Che questo sia un vantaggio dei conservatori e un punto debole dei democratici è del resto testimoniato dalle numerose e sempre più frequenti prese di posizione anti diritti LGBT o anti self-id da parte di donne di fede progressista, da Hillary Clinton (già due
anni fa), alle femministe americane (Kara Dansky, dirigente di Women’s Declaration International), e ora pure britanniche (Joanne Rowling e Julie Bindel pochi giorni fa). Prese di posizione che, in alcuni casi, hanno portato le protagoniste a porre la domanda scandalosa, fino a ieri impronunciabile: dobbiamo, in quanto femministe radicali, prendere in considerazione la possibilità di votare conservatore

Le cose cambiano radicalmente se, dai diritti riproduttivi in chiave LGBT, passiamo ai diritti riproduttivi in termini di contraccezione e aborto. Qui è Trump ad avere tutto da perdere, perché il recente (giugno 2022) annullamento della sentenza Roe vs Wade ha permesso a molti Stati a guida repubblicana di limitare fortemente (quando non di vietare del tutto) il ricorso all’aborto, con grave restrizione della libertà delle donne di disporre del proprio corpo. È chiaro che, questa, è una carta preziosa in mano a Kamala Harris, che può presentarsi come colei che è in grado di ripristinare una fondamentale libertà perduta.
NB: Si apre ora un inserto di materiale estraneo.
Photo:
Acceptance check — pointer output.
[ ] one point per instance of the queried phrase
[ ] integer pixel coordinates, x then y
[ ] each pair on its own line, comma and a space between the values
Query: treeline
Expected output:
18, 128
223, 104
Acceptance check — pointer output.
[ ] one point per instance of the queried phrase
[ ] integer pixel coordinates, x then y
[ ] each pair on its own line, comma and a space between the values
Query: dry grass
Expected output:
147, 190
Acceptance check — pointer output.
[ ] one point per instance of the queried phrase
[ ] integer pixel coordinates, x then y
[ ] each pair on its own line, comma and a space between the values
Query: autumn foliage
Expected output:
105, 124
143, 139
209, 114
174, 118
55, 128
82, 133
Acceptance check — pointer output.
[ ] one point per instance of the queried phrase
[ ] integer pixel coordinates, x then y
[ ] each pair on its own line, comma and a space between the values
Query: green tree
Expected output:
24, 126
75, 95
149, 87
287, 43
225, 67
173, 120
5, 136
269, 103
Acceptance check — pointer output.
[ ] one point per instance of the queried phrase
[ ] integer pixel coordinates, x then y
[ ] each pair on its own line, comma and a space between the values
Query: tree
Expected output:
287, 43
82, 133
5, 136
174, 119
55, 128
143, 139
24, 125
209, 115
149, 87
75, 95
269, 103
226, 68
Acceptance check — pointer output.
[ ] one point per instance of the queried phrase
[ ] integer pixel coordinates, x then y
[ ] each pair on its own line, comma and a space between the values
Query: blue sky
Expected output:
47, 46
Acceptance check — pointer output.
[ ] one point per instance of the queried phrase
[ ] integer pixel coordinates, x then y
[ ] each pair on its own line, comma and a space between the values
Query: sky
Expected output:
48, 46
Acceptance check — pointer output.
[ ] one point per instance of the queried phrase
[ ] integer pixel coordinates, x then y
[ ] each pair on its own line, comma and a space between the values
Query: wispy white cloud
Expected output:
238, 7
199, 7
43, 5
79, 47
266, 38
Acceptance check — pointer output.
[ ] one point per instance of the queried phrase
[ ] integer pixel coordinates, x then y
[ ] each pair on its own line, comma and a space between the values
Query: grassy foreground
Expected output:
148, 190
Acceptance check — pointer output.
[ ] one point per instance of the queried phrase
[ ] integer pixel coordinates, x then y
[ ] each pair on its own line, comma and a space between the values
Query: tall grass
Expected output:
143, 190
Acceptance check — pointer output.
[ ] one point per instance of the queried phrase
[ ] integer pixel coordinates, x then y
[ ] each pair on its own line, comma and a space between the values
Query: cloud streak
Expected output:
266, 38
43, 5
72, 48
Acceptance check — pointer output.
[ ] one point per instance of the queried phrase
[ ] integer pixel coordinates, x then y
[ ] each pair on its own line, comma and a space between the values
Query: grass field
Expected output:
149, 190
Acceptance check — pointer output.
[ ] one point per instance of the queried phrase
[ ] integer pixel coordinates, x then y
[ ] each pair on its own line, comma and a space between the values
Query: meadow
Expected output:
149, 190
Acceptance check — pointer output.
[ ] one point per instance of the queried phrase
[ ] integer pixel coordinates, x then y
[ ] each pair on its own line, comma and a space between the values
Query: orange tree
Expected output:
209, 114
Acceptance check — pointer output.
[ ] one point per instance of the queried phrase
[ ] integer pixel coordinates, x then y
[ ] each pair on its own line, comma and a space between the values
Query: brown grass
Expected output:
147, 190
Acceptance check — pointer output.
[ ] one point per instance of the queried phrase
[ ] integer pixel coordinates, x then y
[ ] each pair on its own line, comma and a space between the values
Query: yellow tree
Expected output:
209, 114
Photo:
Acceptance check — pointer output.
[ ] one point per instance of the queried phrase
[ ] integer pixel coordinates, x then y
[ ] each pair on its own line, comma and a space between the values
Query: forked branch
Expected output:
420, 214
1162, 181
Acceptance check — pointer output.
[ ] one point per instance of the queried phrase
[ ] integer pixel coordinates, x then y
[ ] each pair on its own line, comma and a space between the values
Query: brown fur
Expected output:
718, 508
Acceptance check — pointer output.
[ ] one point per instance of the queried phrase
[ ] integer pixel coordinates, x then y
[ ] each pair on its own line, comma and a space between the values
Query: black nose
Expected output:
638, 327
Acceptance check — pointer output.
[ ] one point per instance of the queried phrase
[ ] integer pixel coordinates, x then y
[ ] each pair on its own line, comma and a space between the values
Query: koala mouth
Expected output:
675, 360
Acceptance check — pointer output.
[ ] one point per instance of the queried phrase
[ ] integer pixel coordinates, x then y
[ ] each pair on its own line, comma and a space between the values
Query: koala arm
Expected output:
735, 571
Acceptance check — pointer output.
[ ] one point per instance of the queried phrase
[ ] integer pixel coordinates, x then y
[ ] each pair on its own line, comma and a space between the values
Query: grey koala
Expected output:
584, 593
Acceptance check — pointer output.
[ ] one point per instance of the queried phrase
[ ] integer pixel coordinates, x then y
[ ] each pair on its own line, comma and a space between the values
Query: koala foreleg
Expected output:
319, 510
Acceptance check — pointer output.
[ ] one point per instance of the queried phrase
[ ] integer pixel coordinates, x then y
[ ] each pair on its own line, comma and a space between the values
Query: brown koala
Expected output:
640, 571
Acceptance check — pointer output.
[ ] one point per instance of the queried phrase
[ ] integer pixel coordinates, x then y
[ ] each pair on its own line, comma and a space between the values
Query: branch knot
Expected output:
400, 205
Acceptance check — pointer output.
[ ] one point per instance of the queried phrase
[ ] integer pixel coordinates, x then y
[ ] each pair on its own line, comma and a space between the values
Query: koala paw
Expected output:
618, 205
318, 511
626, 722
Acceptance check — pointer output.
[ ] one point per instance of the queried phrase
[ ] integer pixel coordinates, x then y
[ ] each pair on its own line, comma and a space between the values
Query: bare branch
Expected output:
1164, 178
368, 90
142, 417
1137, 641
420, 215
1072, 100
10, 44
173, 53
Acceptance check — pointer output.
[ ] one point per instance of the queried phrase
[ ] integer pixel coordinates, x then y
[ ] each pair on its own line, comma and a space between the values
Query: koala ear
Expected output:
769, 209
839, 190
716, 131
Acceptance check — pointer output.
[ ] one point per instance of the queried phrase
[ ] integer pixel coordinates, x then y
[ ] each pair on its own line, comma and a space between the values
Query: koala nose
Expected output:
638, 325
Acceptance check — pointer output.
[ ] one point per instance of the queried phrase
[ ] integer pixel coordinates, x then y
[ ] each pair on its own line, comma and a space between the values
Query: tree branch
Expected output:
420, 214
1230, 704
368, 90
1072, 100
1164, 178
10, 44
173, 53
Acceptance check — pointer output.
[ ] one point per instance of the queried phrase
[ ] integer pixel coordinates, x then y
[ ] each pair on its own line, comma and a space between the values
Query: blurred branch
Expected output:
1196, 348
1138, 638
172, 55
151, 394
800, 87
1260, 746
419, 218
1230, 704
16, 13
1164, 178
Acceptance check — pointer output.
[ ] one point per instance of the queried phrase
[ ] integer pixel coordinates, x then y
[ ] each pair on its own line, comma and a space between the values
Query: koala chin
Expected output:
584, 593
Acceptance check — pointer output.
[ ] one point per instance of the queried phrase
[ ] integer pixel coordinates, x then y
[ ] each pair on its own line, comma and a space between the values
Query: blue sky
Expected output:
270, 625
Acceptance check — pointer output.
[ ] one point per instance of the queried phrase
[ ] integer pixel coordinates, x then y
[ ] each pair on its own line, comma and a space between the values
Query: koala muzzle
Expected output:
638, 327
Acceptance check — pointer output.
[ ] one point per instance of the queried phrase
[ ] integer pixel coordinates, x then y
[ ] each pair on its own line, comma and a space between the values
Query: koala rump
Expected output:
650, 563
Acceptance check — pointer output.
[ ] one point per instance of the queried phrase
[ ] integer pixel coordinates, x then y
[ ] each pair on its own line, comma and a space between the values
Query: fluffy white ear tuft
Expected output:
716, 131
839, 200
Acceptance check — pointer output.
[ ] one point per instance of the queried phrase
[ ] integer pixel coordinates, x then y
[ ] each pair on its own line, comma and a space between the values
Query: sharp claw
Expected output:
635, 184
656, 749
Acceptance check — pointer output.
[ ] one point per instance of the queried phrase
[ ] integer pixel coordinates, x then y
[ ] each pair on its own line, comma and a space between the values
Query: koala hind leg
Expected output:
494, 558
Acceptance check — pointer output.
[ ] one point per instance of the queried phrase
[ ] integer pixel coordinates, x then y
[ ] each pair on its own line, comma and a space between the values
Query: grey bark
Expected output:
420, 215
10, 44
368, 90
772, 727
Si capisce meglio, alla luce di queste asimmetrie, perché – sui temi che più interessano le donne – entrambi i candidati siano stati reticenti. Kamala Harris non ha mai voluto prendere le distanze, come le chiedevano alcune femministe, dalle politiche del suo vice Tim Walz che, come governatore del Minnesota, ha convintamente favorito le transizioni di sesso/genere precoci, a dispetto delle emergenti evidenze scientifiche contrarie. Analogamente, Trump non ha mai preso una posizione netta e chiara sul diritto all’aborto, preferendo – pilatescamente – rimandare tutto alle scelte elettorali dei cittadini nei singoli Stati.

Di qui, un vero rebus per le donne. Una elettrice che, come diverse femministe, considerasse l’aborto un diritto inalienabile, ma al tempo stesso fosse risolutamente contraria al self-id e ai cambi di sesso degli adolescenti, non saprebbe per chi votare.

Ecco un altro motivo per cui quel che succederà domani è terribilmente difficile da indovinare.

[articolo uscito sul Messaggero il 3 novembre 2024]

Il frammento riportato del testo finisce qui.